Broker pay plans and recruitment bonuses will be under a brighter spotlight, thanks to the DOL’s final fiduciary rule.

The rule will require some additional public disclosures of broker pay plans, recruitment and retention bonuses, and revenue-sharing payments.

Under provisions for using the best-interest contract (BIC) exemption (which enables advisors to continue using commission products that would otherwise be considered to pose conflicts of interest), financial firms will have to make public web-based disclosures about brokers’ pay plans, including a “fair description of any payout or compensation grids,” according to the explanation that accompanies the BIC rule.

Disclosing a “broad range of compensation structures” applicable to all advisors at a firm “would not be sufficient if in fact there are material differences among advisor compensation,” the DOL says. (The pay of individual advisors would not be disclosed.)
Firms would also have to disclose recruitment and retention incentives offered to brokers.

“These disclosures need not contain amounts paid to specific individuals, but instead should be a reasonable description of the incentives paid and factors considered by the financial institution,” the rule states.

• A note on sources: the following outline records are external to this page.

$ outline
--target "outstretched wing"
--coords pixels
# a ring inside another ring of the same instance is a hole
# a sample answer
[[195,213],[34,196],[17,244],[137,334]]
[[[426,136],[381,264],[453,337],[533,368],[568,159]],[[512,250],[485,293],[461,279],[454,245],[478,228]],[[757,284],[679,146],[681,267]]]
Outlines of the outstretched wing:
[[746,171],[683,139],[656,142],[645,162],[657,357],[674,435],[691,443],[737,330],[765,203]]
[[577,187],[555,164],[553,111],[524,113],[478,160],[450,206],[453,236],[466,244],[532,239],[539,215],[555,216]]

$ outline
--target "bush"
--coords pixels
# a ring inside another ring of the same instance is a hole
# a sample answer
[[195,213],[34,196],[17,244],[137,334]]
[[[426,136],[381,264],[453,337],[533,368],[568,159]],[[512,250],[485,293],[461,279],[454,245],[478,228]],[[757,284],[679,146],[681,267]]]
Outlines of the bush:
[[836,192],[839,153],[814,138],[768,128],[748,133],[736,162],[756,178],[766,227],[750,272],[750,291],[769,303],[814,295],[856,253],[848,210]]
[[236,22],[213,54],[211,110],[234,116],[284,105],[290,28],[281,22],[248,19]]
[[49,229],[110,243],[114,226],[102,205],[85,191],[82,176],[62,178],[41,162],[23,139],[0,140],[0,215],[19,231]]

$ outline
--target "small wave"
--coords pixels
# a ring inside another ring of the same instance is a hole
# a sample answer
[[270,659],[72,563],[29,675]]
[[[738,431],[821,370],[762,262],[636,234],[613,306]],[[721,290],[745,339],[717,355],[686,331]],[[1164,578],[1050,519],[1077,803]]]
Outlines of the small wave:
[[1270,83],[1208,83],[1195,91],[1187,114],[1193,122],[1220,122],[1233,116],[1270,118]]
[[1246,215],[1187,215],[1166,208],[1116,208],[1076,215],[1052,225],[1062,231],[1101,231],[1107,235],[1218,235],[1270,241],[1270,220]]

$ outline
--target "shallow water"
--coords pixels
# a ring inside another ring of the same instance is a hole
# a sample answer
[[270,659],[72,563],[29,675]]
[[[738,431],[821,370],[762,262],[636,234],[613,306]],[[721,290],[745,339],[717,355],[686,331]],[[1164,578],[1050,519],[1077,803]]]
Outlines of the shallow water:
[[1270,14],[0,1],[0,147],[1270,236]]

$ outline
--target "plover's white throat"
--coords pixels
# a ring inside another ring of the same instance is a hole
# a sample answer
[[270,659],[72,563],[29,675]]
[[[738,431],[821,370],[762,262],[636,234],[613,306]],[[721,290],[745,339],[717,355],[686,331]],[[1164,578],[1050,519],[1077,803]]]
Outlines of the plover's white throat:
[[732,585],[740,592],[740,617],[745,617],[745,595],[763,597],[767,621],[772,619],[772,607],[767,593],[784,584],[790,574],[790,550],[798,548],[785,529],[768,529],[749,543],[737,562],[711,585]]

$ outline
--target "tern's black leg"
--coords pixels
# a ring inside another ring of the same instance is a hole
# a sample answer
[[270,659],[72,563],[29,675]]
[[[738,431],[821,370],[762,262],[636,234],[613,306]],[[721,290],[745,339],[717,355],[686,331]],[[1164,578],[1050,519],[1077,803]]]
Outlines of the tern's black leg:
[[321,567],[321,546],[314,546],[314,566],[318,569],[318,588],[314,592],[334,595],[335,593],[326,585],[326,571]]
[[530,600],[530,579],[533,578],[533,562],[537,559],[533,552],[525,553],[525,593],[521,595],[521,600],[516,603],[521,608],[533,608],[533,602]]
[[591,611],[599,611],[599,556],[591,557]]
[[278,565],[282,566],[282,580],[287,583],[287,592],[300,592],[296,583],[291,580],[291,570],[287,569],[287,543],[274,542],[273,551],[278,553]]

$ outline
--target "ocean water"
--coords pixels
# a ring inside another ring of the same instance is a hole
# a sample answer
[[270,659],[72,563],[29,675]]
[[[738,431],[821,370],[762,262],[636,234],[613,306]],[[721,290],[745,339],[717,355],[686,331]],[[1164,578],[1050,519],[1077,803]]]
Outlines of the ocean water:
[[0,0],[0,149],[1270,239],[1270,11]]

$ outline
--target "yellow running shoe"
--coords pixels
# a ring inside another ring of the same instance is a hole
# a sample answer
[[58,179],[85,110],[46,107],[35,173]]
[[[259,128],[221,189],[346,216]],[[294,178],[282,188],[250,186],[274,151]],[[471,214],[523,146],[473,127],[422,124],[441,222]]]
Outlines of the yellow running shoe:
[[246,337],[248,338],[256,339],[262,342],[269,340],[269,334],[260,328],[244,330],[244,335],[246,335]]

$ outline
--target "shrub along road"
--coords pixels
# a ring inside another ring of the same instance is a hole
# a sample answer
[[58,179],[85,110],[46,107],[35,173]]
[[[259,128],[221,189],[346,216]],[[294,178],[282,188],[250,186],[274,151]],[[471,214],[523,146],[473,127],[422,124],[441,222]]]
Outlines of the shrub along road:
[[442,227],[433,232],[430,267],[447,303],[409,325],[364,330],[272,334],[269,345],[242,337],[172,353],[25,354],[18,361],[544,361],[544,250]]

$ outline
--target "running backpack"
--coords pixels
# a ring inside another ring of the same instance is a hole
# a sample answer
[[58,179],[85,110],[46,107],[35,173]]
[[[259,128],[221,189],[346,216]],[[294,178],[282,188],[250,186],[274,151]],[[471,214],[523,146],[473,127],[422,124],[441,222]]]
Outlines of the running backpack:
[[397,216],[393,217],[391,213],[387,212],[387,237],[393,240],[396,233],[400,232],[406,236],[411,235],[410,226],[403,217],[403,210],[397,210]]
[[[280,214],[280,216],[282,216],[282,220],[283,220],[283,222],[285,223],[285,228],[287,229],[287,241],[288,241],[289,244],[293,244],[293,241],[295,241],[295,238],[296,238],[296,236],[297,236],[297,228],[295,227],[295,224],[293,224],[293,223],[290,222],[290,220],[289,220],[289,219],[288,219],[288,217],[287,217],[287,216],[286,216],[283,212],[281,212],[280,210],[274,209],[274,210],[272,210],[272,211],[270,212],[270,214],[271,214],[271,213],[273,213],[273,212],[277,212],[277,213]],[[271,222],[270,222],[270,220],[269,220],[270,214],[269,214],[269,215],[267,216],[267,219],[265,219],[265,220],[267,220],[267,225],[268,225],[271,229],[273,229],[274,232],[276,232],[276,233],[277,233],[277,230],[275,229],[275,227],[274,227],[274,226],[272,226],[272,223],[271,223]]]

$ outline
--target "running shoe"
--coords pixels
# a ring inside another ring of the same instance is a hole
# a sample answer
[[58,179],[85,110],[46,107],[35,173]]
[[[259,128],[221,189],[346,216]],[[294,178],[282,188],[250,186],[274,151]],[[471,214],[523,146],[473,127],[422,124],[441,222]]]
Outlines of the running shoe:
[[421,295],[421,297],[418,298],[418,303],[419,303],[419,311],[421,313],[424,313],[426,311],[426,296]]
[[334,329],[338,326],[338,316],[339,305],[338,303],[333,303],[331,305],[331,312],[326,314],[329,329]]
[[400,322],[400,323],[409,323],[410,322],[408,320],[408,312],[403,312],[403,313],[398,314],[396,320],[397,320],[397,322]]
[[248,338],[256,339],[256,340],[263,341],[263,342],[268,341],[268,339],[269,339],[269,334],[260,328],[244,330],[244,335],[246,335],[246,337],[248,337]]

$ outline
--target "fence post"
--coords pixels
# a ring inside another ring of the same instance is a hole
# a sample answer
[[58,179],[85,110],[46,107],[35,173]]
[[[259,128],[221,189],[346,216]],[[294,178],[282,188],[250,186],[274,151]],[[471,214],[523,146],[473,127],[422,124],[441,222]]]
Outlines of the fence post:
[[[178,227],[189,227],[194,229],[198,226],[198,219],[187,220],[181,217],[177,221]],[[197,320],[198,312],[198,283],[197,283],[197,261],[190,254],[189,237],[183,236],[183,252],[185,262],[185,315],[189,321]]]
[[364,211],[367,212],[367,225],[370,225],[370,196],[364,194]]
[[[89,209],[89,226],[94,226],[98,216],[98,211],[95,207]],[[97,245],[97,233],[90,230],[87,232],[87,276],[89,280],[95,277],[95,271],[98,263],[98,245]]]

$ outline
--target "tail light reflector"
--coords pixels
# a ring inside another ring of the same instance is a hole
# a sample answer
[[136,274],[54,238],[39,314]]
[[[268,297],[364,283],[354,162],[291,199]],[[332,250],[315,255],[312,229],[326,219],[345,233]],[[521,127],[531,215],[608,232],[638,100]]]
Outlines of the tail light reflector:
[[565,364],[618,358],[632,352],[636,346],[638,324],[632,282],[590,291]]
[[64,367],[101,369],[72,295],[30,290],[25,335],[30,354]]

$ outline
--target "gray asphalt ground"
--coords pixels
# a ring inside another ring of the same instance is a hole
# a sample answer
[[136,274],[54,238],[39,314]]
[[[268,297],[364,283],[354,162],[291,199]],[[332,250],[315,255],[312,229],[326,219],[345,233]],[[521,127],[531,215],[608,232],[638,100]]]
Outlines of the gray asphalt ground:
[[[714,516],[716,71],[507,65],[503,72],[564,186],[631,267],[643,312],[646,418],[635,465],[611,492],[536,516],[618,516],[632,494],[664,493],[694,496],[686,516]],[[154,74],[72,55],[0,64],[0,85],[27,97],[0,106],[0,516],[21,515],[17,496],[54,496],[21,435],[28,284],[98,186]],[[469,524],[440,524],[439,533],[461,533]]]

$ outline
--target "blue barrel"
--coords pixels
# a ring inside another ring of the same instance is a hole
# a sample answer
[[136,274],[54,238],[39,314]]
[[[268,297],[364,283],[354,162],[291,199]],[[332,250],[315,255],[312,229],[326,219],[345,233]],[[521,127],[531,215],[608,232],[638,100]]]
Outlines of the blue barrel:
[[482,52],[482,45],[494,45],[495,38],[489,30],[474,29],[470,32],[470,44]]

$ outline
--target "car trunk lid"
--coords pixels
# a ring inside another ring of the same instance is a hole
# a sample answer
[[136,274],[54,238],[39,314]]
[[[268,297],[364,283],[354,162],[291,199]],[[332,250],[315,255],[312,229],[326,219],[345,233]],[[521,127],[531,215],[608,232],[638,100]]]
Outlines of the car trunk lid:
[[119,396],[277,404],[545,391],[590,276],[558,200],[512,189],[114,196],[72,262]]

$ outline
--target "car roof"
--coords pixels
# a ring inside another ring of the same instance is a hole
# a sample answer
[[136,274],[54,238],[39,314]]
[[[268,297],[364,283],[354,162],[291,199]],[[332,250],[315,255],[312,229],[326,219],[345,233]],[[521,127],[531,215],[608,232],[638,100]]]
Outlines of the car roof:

Other incentives, including both cash and non-cash compensation or awards paid to reps for recommending particular product manufacturers or investments, would have to be made public.
So, too, would more details on revenue-sharing payments from product sponsors.

To make the various disclosures, firms may use dollar amounts, percentages, formulas or “other means reasonably calculated to present a materially accurate description of the arrangements” and the “magnitude” of the conflicts, the rule says.

The DOL hasn’t given specifics on how much detail it wants in web-based disclosures, said ERISA lawyer Fred Reish, a partner at Drinker Biddle & Reath.

But the DOL says the information would have to be specific enough for investors and advisors to analyze and comparison shop, Reish says.

“Different people could argue over what that means, but since the burden of proof will be on the broker-dealer, I assume that most will take conservative positions and disclose in some detail,” he said.

That means firms will have to go beyond what they do now.

Few if any firms currently disclose any specifics about their broker pay plans or particular sales incentives.

“To the extent commissions can still drive behavior,” pay plans should be disclosed, said recruiter Danny Sarch of Leitner Sarch Consultants.

Recruitment and retention deals are also not disclosed. A pending Finra rule will require that clients be given a Finra-produced document encouraging them to ask about financial incentives their broker received for moving to a new firm. But no specifics are required, and the rule does not apply to retention deals.

As it does with revenue-sharing and other similar payments from manufacturers, the DOL wants expanded disclosures.

Most brokerage firms currently disclose the maximum revenue-sharing amounts they receive by product category, but nothing about particular vendors.

The DOL says such broad categorical disclosure “covering all mutual funds, or insurance products, for example, would not be sufficiently detailed” unless the financial institution had the same deals with all providers.

That provision could reveal some major differences that providers pay.

One firm that does disclose details about revenue-sharing deals is Edward Jones. On the low end, American Funds pays Jones 2.5 basis points on fund assets held at the firm, while a number of other providers pay up to 13 basis points.

Jones agreed to make the detailed disclosures as part of a 2004 settlement with the SEC.

Firms will also have to include a statement on their websites about how revenue-sharing arrangements impact advisor compensation and mention benefits provided to product manufacturers from the payments.